To start the new virtual environment, type workon venv and note that change in the prompt, indicating which environment you are in. You now have a fresh Python environment to which you can add any library you wish. To leave the environment, type deactivate into your terminal.

One simple test that you can do to see whether your Python environment really is clean is to run the Python interpreter from inside your environment and try importing a module that you know is in your system-wide site packages but not in your virtual environment. For example, inside venv I type python at the terminal prompt and tried importing numpy, which I had not yet installed in venv:

import numpy

This returned an ImportError: No module named numpy. Since I do have numpy installed on my system but not in this environment, it tells me that the environment is likely clean.
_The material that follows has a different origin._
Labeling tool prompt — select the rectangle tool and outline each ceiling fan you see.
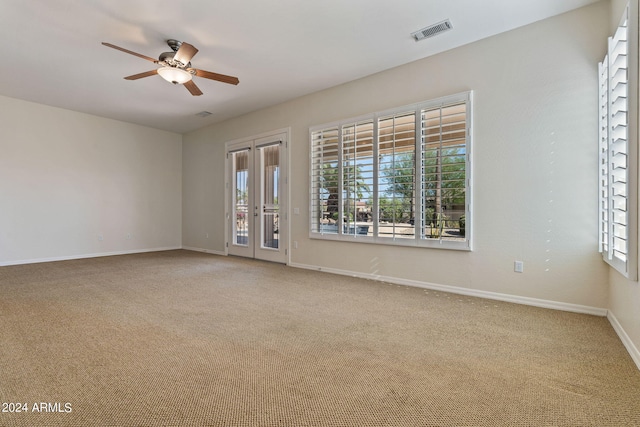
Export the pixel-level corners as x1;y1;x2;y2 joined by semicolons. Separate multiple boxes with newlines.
102;39;240;96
To install new libraries, simply use pip or install them to the folder that was created for this environment in ~/Env. To delete a virtual environment entirely, use rmvirtual env.

Now, how can I specify that I want the virtual environment to use the python3.4 interpreter in a virtual environment named ``python3-general''? Doing so would solve my original problem. Simply make a new virtual environment like so:

mkvirtualenv -p /usr/bin/python3.4 python3-general

Voilà. C'est tout. I hope this helps you get up and running with this great tool!